The black fields sailed by beneath them, marked here and there by the guttering orange flames of burning barns. Up ahead were the fantastically carved foothills, and beyond them the mountain range that rimmed this world.
“Tell me about the Magic Pig,” Frek said to Aunt Guszti. “Who is he? What does he want?”
“His name is Rundy,” said the flying catfish, rolling back her eyes. “He claims to be ordinary Hub like rest of us. But nobody remembers a time when he was not. He is often with the branecasters, but he says he is against them. He is very ancient, very strong.”
“So he’s against the branecasters?” said Frek.
“I like to think so,” said Aunt Guszti, twitching the barbels beside her mouth. “But I am not, how you say, brightest bulb on Christmas tree. I wish to get rid of the branecasters. And I dream the Pig can help. The branecasters amass so much wham that fewer normal Hubs survive each storm. Yesterday Rundy called on me to fly him to the Exaplex. He says you four plain-braners are bringing us the liberation. And that you would break the Exaplex.
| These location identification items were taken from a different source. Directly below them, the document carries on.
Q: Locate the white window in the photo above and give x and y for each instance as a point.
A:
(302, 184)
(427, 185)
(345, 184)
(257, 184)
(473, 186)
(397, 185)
That was Plan the A.”
“Rundy’s advice nearly got me killed,” said Frek. “Shooting up the Exaplex hardly made any difference at all.”
“Where’s that Magic Pig now?” asked Gibby.
“In his burrow under Pig Hill,” said the flying catfish. “It’s at the end of the park with the branelink. The branecasters built their link tree right atop Pig Hill. Our Magic Pig claims this angers him. He has always been beneath Pig Hill. Maybe you make with Rundy a Plan the B.”
“I’m not really sure he’s on our side,” said Frek.
“Rundy will talk all this with you. Meanwhile I fly.”
/> Aunt Guszti was vigorously beating her tail, driving them higher and higher, with a view to sailing over the dark, jagged mountains. The air grew increasingly frigid, and the spatters of rain turned to snow and ice. Hearing Gibby’s teeth chattering behind him, Frek suddenly thought of making a cape to wrap themselves in. In a minute he had one.
“How you do that?” asked Aunt Guszti, who’d been keeping an eye on him.
“Kenny crafting,” said Frek, settling the cape around him and Gibby. “Don’t you know about it? I thought you Hubs had super-powers.”
“I am not brightest bulb,” repeated Aunt Guszti. “Which is why my hopes run so high for you. Advise your father to make cape, too. Flinka says he’s soon keeling over.”
So Frek dutifully used his ring to remind stupid Carb he could use kenny crafting to warm himself. And not a moment too soon. Carb was quite blue, and there was ice in the bit of Wow’s fur visible above the ring.
Still higher they rose, driven up the inky mountain slopes by the wind and the steady beating of the fish’s tails. The mountains were darker than the sky. The silvery gleam of Flinka stayed fifty meters ahead of them, Carb a dark spot on her back. It was hard to gauge just when the moment of the wrap would come.
Finally the ridge began sinking beneath them. And then Flinka disappeared.
“Dad!” shouted Frek to his ring, at the same time wishing he could stop caring about his father.
“It’s fine,” said the little image of Carb’s head above his hand. “I can see Node G up ahead.”
Frek felt a prickling in the skin of his face. The front part of Aunt Guszti disappeared. And then Frek, Gibby, and the rest of the flying catfish had passed through the singular surface that glued one end of this Planck brane configuration to the other.
Lights gleamed in the vast plain below. Node G, seen from the other side.
As they neared the outskirts of town, a fresh wave of the jet-propelled pottery jugs came for them, each with its insect-thin arms wielding a scythe. Again, the Earthlings’ blasters made short work of the little monsters.